[Wayland-bugs] [Bug 85715] wl_fixed is not precise enough for high dpi mice
bugzilla-daemon at freedesktop.org
bugzilla-daemon at freedesktop.org
Mon Nov 3 01:48:52 PST 2014
https://bugs.freedesktop.org/show_bug.cgi?id=85715
--- Comment #5 from Pekka Paalanen <ppaalanen at gmail.com> ---
(In reply to Derek Foreman from comment #3)

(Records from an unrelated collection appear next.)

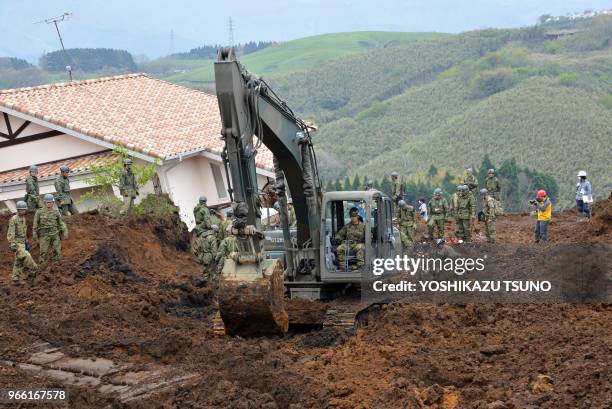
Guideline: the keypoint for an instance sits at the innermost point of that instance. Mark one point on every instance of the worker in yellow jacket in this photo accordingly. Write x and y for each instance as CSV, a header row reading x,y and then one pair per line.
x,y
543,208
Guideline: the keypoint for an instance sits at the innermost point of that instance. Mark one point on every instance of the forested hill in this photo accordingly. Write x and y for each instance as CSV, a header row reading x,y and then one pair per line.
x,y
536,94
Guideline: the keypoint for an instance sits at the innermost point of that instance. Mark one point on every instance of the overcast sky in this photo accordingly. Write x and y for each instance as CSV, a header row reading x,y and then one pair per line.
x,y
143,26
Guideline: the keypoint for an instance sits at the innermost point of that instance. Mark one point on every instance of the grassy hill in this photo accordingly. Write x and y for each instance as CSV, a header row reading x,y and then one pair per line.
x,y
300,55
548,103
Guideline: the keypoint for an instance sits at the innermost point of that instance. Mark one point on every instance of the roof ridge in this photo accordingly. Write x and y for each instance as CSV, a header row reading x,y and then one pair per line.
x,y
74,83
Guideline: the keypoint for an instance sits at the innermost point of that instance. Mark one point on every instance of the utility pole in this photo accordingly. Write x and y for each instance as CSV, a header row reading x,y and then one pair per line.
x,y
231,32
56,20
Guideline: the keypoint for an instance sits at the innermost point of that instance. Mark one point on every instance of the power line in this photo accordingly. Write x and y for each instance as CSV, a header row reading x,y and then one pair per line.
x,y
56,20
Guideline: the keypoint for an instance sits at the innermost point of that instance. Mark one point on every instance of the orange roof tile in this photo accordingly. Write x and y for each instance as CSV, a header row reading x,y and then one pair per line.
x,y
77,165
136,111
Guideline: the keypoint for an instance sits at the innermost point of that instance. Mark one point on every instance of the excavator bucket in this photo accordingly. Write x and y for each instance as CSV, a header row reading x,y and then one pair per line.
x,y
251,299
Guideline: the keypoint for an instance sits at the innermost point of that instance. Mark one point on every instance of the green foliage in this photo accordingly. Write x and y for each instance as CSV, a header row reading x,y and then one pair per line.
x,y
88,59
108,174
491,82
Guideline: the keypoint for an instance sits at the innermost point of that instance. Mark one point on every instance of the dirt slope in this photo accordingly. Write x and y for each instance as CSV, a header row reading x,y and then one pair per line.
x,y
129,291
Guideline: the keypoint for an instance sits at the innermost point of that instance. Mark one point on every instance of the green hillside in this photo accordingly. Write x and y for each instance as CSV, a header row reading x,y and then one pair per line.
x,y
302,54
547,103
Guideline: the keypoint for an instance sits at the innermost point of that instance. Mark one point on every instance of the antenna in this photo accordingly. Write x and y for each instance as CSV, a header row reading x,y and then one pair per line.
x,y
56,20
231,32
171,41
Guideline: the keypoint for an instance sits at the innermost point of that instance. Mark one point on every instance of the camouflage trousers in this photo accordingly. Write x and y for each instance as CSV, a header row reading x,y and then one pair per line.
x,y
128,203
464,229
490,230
23,258
68,209
52,242
437,224
356,248
407,234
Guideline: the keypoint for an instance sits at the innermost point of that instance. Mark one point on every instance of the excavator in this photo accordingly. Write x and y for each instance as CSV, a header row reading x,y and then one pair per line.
x,y
256,283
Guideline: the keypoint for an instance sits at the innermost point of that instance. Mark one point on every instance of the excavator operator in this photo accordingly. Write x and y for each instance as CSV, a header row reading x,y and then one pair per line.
x,y
351,239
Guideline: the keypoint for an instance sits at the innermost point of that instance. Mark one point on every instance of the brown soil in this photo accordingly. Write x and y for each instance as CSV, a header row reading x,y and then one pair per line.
x,y
130,291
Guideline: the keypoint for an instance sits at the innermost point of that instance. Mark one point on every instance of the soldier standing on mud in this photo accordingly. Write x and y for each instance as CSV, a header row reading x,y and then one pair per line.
x,y
48,225
18,242
201,213
437,210
127,187
471,182
465,213
208,252
406,223
493,185
64,201
488,215
351,237
32,190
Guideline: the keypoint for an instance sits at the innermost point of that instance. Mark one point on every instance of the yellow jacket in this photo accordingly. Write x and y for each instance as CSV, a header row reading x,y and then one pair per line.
x,y
544,210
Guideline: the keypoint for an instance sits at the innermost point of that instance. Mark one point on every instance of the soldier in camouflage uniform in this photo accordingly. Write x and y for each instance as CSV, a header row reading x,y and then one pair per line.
x,y
48,225
471,182
464,212
208,252
437,210
351,238
493,185
16,235
64,201
201,213
127,187
488,214
406,223
32,190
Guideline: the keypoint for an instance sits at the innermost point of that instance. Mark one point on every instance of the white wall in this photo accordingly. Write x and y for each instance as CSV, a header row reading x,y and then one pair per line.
x,y
43,151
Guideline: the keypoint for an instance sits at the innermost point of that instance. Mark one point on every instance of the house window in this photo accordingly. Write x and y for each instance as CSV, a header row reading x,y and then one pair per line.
x,y
218,176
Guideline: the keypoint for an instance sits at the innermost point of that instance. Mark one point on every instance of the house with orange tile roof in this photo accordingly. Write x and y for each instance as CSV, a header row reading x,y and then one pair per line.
x,y
78,124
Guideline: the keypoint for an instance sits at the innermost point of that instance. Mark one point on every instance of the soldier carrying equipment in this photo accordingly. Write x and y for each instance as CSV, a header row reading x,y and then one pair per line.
x,y
351,238
16,235
127,187
437,209
62,196
32,190
406,223
48,225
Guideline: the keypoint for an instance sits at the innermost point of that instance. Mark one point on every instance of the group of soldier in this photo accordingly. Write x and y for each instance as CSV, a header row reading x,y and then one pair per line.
x,y
462,208
48,227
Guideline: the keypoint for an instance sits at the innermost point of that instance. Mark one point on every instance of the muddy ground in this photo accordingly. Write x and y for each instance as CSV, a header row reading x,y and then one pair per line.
x,y
129,292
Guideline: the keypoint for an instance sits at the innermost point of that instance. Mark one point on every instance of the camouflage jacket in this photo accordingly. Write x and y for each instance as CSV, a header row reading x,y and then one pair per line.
x,y
62,189
407,217
437,209
127,184
492,184
32,187
17,230
208,248
466,207
48,222
352,232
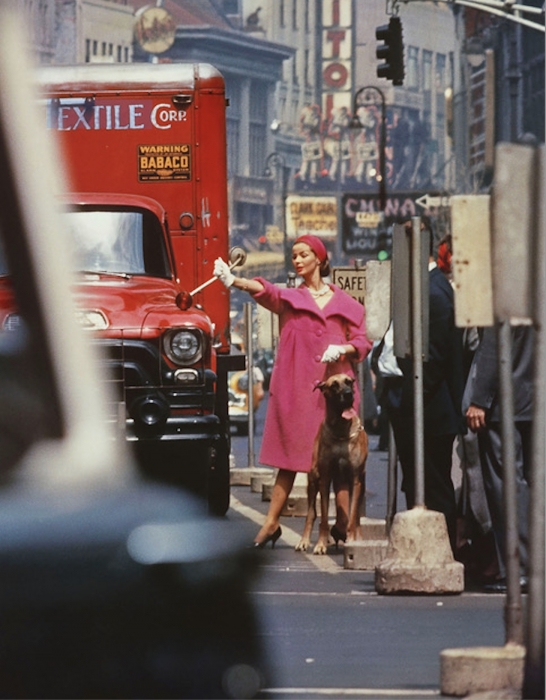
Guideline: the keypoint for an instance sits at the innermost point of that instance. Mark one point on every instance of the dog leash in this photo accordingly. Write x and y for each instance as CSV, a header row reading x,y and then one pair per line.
x,y
359,428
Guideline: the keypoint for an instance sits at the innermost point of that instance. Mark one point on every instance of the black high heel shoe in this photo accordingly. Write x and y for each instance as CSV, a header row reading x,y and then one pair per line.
x,y
337,535
270,538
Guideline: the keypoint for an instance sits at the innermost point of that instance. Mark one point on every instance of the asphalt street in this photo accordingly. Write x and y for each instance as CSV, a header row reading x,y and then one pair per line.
x,y
327,631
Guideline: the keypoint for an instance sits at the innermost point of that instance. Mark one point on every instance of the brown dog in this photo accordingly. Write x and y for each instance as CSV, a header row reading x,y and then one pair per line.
x,y
339,457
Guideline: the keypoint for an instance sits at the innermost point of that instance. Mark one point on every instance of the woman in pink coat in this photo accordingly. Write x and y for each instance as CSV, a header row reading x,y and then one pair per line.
x,y
322,332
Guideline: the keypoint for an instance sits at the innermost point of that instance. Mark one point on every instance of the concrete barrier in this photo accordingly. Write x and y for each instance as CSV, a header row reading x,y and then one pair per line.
x,y
419,557
242,476
488,670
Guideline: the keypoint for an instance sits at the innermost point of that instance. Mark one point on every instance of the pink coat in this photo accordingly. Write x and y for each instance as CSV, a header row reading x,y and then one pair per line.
x,y
295,411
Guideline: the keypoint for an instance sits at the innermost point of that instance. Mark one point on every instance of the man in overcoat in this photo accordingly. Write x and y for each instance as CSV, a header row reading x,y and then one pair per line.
x,y
483,417
443,384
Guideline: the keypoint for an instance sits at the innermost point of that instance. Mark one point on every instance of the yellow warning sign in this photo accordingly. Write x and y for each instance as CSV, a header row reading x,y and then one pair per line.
x,y
164,162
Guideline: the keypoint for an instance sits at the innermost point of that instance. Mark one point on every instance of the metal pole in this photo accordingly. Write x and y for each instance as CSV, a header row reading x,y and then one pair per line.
x,y
382,179
382,147
417,359
513,621
534,684
392,480
250,369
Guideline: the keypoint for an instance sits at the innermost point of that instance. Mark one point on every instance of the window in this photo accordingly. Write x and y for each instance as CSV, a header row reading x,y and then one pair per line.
x,y
440,72
231,7
413,68
295,77
427,71
257,128
126,241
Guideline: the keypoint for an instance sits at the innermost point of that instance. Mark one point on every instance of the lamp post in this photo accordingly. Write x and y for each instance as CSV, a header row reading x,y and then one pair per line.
x,y
275,163
368,91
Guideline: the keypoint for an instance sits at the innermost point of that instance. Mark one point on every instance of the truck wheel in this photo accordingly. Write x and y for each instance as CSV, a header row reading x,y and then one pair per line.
x,y
219,481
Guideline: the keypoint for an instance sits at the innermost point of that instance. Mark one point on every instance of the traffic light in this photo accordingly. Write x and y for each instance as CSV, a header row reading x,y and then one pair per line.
x,y
391,51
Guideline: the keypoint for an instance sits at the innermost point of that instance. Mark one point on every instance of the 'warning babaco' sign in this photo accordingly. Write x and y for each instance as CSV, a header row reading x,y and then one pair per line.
x,y
164,162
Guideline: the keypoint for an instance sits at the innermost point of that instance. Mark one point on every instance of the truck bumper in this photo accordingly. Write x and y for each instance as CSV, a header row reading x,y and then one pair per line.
x,y
181,428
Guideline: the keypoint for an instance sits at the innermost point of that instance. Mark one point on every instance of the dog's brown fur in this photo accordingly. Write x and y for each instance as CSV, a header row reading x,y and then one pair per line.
x,y
339,456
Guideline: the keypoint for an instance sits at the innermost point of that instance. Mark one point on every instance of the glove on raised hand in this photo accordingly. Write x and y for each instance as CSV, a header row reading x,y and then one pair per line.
x,y
222,271
333,353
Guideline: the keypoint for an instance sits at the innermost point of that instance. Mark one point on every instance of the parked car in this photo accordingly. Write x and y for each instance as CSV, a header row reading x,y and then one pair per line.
x,y
111,586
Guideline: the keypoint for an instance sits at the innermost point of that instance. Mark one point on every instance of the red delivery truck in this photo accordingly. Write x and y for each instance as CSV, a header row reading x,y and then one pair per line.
x,y
145,152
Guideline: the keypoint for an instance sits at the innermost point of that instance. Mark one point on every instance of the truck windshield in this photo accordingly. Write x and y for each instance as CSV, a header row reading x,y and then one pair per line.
x,y
117,241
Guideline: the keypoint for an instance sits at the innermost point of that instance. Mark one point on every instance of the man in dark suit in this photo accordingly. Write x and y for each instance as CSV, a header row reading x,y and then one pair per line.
x,y
483,417
443,384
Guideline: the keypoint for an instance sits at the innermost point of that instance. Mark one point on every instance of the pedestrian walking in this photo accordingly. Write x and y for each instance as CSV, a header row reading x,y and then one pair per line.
x,y
483,417
322,332
443,384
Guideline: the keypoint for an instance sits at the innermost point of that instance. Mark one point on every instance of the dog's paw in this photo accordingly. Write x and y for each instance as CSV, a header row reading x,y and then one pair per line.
x,y
303,545
321,547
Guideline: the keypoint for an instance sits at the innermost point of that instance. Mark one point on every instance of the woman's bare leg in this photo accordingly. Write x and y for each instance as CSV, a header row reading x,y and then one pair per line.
x,y
281,491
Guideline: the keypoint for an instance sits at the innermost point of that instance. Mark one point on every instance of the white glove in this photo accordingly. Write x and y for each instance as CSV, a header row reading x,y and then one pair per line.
x,y
222,271
333,353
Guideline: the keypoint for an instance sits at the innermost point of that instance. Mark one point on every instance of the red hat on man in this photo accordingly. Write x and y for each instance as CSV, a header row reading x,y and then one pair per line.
x,y
316,245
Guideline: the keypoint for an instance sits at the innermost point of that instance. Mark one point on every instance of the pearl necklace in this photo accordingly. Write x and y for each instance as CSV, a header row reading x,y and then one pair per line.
x,y
320,292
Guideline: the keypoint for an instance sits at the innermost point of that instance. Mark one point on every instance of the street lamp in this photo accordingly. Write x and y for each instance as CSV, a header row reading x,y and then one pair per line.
x,y
275,163
368,91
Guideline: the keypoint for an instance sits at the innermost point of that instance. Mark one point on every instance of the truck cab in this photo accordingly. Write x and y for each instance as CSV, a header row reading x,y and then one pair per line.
x,y
145,151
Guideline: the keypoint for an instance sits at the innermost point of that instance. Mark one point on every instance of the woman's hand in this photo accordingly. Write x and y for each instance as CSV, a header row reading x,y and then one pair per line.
x,y
333,353
222,271
475,418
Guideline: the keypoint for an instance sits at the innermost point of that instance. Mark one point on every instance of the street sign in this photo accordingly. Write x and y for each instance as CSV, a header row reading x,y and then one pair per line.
x,y
471,261
514,210
427,201
370,286
352,281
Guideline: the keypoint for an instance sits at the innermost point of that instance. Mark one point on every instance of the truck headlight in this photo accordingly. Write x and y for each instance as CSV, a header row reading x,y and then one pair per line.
x,y
183,347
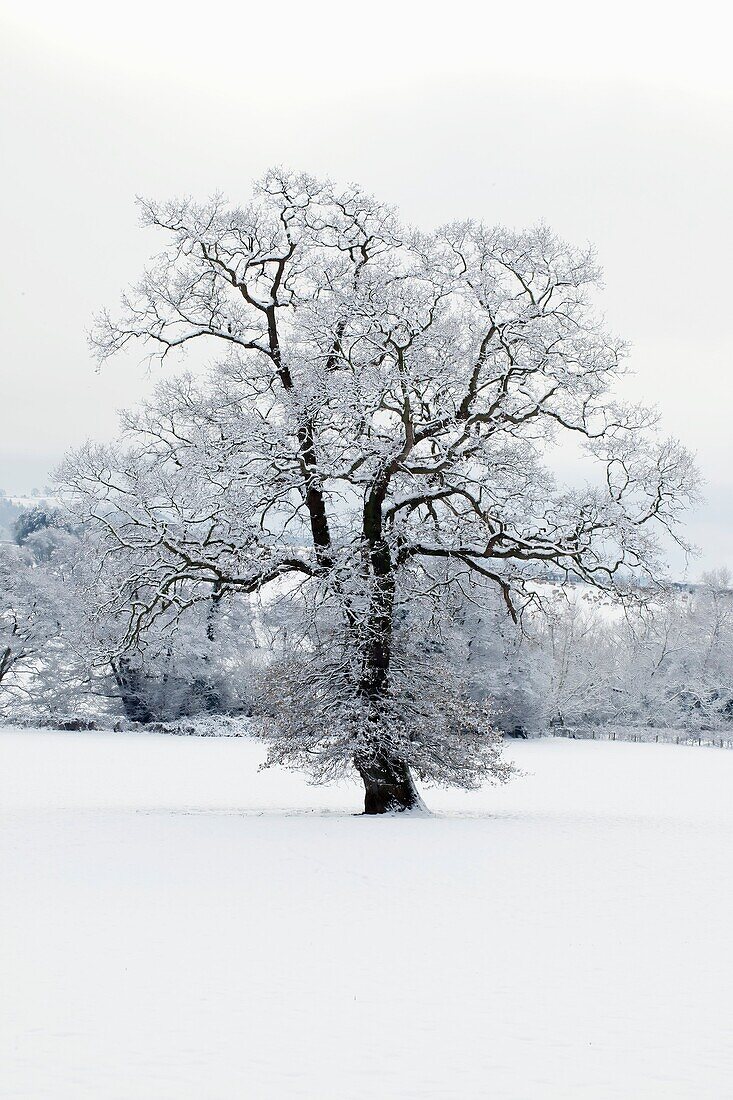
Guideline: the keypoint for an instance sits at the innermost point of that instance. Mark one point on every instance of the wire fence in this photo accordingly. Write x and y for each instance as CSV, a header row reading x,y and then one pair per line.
x,y
710,738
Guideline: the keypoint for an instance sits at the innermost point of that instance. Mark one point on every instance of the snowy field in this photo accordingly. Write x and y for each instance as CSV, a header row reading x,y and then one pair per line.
x,y
174,924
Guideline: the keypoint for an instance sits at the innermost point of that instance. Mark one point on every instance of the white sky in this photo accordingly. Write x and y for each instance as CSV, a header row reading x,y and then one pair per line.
x,y
611,122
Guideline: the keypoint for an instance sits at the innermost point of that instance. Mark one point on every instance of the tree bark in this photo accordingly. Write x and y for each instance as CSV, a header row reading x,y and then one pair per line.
x,y
389,787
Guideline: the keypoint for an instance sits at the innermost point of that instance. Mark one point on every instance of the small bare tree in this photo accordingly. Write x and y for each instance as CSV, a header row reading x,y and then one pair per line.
x,y
373,438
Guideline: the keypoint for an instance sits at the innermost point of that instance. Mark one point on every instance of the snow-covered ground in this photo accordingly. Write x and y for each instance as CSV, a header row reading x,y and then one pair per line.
x,y
174,924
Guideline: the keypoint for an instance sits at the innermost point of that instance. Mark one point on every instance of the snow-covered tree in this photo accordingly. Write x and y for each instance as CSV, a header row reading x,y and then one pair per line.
x,y
374,442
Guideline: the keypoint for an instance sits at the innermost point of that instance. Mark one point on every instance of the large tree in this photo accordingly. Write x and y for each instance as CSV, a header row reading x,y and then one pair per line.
x,y
373,440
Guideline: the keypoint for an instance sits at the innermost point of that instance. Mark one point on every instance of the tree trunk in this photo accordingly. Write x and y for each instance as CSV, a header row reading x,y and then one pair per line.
x,y
389,788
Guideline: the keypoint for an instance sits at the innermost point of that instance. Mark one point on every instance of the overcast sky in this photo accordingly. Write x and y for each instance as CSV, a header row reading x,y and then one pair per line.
x,y
613,123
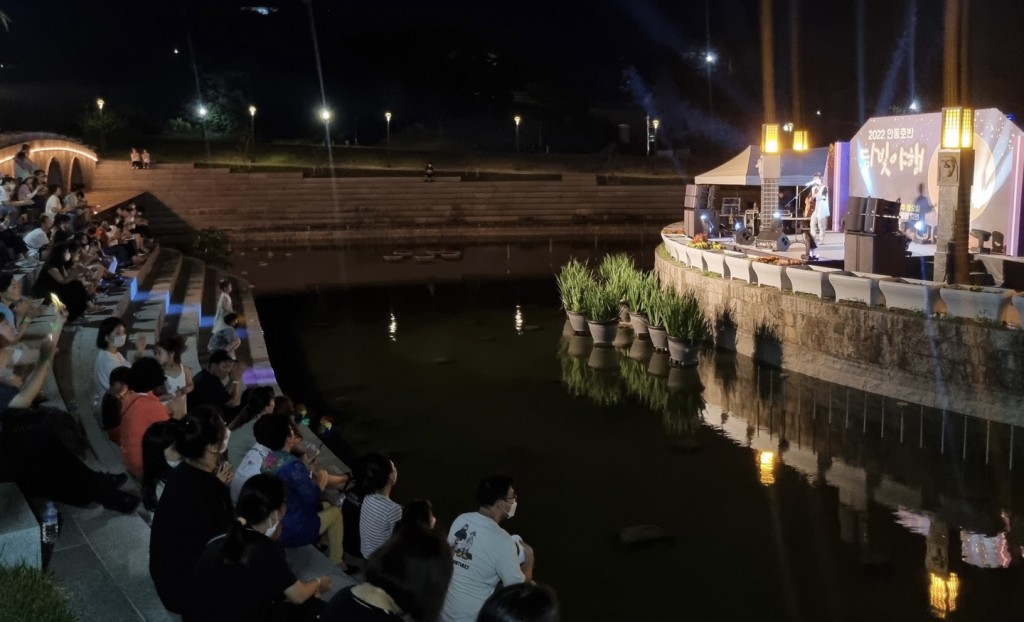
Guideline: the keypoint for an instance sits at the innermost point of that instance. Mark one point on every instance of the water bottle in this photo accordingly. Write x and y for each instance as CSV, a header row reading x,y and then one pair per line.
x,y
50,526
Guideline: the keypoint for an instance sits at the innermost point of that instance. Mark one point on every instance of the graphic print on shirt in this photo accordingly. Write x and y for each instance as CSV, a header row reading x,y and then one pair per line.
x,y
463,542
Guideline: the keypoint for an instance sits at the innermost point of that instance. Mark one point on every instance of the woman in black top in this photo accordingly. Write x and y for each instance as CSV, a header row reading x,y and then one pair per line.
x,y
407,579
243,575
196,505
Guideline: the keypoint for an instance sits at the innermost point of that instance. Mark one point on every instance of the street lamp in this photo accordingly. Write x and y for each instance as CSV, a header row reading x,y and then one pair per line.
x,y
203,112
387,120
102,132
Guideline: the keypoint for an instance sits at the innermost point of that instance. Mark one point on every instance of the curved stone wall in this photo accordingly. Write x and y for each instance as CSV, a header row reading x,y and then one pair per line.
x,y
961,366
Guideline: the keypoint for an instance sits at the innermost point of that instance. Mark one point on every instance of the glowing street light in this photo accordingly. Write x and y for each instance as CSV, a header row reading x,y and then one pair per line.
x,y
102,131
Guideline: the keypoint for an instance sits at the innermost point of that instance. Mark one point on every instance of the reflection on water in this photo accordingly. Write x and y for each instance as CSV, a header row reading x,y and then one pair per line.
x,y
834,436
785,497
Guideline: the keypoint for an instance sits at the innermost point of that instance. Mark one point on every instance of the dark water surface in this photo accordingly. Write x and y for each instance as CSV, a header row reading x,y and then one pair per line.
x,y
784,498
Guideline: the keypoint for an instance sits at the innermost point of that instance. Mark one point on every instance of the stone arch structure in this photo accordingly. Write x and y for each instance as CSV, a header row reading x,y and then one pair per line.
x,y
54,175
50,152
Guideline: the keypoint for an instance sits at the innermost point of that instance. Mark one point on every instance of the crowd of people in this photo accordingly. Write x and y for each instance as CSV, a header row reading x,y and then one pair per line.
x,y
226,481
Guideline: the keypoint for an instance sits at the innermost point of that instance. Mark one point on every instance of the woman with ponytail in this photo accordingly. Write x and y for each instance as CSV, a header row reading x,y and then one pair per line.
x,y
243,575
195,507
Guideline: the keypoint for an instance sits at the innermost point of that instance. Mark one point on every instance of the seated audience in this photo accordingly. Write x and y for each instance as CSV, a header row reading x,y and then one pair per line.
x,y
33,455
483,552
379,514
54,278
259,402
111,337
159,458
225,338
307,517
406,579
112,404
521,603
219,384
195,507
243,575
140,409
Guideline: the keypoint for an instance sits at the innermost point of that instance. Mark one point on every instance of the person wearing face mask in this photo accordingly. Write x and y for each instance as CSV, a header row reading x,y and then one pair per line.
x,y
195,507
111,337
483,553
308,517
243,574
54,278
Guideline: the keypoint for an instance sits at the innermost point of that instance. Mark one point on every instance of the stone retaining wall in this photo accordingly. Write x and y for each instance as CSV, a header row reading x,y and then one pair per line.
x,y
962,366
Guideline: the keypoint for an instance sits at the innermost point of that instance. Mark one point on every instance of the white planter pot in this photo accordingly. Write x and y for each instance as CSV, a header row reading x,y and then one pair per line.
x,y
739,267
694,257
715,260
856,289
910,295
986,304
770,275
807,281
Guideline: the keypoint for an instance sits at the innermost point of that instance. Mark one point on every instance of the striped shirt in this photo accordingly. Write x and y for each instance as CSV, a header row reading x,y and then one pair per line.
x,y
377,521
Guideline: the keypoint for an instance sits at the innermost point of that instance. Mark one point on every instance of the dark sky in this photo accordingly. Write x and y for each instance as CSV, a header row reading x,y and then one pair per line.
x,y
445,63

> Actually, I think even normalized, with the most ridiculous mouse I've seen
> (8200dpi) it's still like .049 units per "dot" without the accel curve's
> intervention. If I'm doing my math right we're good to 102400DPI before we
> can't represent a dot in the absence of an accel curve. I don't think
> anyone will argue a need for that. It won't be me in any event.
>
> Storing doubles internally and sending wl_fixed over the wire seems like it
> should be a solution to me.
I missed something. Why don't you see a problem with relative motion, when you
filed this bug in the first place? Assuming both would use wl_fixed_t.
Or was the comment not about relative motion events?
(In reply to Jonas Ã…dahl from comment #2)
> If deltas and coordinates in wl_fixed_t is enough for clients to work
> properly, we could just cut off the left over fraction from converting from
> double to wl_fixed_t and append it to the next event. This would fix the
> issue of small movements being dropped.
I'd rather not go mangling the event data like this. I can't explain it, but it
feels "dirty". You do not deliver all of a physical (raw) event, but let it
somehow affect following events, that is, the physical vs. protocol events are
not exactly N:1. I can't give an example when that matters. I do expect, that
not all clients will linearly accumulate the relative motion. They could do
something else, like control a 3D-rotation where the order of operations
matters. I just have a feeling that "carrying fractions over" will shoot
someone's foot in the future.
> What it wouldn't fix is clients
> receiving these small movements, and to fix that we either need a new larger
> data type in the Wayland wire protocol, or have a non-fraction and fraction
> values as separate ints or something.
Yeah. Let's go with this. For instance, int32_t for integer part plus uint32_t
for fractional part. It takes the same amount of bytes as a double. It's
simple. It's obvious. It's not surprising.